Publisher: Organized and summarized by NeuroscienceNews.com.
Original research: Holth JK, Fritschi SK, Wang C, Pedersen NP, Cirrito JR, Mahan TE, Finn MB, Manis M, Geerling JC, Fuller PM, Lucey BP, and Holtzman DM. “The sleep‑wake cycle regulates brain interstitial fluid tau in mice and CSF tau in humans.” Science. Published January 2019. doi: 10.1126/science.aav2546
Abstract
The sleep-wake cycle regulates brain interstitial fluid tau in mice and CSF tau in humans
The sleep‑wake cycle influences interstitial fluid (ISF) and cerebrospinal fluid (CSF) levels of proteins implicated in neurodegeneration. While amyloid‑β has been linked to sleep and Alzheimer’s disease, tau appears to drive neurodegeneration more directly. This study assessed whether ISF/CSF tau levels and tau seeding and spreading are affected by the sleep‑wake cycle and by sleep deprivation (SD).
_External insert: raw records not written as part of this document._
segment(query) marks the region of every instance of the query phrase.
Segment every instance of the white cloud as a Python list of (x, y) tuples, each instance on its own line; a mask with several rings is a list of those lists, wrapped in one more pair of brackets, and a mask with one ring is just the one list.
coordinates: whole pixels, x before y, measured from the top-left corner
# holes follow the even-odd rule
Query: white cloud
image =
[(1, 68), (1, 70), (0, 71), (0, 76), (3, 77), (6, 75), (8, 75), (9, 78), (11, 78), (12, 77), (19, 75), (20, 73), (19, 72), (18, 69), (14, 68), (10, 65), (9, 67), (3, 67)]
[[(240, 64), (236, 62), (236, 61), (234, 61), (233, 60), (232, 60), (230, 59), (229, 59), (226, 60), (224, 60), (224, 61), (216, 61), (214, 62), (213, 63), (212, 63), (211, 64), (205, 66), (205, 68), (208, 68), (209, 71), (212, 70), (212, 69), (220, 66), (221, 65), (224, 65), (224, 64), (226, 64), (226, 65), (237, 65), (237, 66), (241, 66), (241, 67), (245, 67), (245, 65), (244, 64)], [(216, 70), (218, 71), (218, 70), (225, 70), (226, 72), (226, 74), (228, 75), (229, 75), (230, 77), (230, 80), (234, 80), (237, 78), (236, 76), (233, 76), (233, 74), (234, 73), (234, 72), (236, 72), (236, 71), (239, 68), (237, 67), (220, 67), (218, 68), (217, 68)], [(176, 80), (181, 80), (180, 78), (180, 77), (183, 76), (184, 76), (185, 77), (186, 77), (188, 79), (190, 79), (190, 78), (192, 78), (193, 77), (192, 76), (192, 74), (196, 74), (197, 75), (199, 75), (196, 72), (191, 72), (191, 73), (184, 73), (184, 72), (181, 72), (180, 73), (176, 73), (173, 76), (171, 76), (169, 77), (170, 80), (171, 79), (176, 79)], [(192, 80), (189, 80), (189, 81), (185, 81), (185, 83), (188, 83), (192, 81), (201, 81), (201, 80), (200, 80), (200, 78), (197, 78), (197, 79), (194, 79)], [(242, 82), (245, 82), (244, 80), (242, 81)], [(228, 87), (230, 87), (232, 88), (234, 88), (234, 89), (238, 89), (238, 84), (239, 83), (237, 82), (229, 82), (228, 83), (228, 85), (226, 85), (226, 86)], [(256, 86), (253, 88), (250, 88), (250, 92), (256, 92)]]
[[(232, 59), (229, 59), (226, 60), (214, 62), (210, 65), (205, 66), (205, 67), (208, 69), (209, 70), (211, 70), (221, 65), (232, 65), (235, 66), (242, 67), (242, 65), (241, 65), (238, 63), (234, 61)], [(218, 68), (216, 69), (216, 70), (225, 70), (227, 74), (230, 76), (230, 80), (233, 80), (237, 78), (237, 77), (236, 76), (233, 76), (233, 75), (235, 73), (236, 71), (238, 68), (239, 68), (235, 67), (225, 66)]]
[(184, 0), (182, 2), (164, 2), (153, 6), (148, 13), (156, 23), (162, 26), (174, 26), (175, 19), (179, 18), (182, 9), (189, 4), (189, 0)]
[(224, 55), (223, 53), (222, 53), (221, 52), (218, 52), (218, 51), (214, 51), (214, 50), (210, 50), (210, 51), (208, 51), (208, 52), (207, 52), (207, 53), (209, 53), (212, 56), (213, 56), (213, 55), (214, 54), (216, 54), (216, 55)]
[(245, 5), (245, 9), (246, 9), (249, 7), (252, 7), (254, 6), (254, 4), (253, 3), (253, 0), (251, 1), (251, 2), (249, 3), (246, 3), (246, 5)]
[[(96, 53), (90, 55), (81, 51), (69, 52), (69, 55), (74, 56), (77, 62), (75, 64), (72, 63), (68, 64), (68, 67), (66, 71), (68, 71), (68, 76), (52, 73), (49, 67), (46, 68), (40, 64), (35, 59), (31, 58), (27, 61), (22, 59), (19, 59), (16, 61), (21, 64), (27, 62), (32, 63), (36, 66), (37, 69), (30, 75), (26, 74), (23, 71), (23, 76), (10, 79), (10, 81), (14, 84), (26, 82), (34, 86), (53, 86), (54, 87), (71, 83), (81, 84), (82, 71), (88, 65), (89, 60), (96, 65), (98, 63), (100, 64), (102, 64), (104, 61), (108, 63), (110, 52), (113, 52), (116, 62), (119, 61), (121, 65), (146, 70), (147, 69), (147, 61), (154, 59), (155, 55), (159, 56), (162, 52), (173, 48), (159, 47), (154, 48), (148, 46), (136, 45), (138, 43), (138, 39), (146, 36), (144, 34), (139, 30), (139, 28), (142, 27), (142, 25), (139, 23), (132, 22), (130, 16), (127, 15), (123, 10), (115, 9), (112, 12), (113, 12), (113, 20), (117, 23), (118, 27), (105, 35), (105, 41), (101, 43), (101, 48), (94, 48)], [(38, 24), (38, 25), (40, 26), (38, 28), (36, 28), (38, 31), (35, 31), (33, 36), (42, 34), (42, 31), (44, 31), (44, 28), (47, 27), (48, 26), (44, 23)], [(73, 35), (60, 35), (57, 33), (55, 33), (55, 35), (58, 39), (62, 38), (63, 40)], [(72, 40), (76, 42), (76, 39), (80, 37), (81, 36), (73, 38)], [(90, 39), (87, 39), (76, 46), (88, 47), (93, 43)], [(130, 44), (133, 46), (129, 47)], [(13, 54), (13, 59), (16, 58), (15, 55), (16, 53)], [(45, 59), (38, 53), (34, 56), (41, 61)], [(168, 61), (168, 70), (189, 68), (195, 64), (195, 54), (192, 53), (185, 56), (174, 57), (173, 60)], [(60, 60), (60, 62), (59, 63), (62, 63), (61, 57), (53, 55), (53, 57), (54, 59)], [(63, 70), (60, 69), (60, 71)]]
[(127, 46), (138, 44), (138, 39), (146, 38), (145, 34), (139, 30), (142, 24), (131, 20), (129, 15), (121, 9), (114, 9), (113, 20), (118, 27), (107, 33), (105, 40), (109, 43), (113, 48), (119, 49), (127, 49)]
Mouse ISF tau increased by about 90% during normal wakefulness versus sleep and increased roughly 100% during experimental SD. Human CSF tau rose by more than 50% after a night without sleep. In a tau seeding and spreading model, chronic SD enhanced tau pathology spread. Chemogenetically induced wakefulness in mice increased both ISF amyloid‑β and tau. These results indicate that the sleep‑wake cycle regulates ISF tau and that sleep deprivation increases ISF and CSF tau and promotes tau pathology spreading.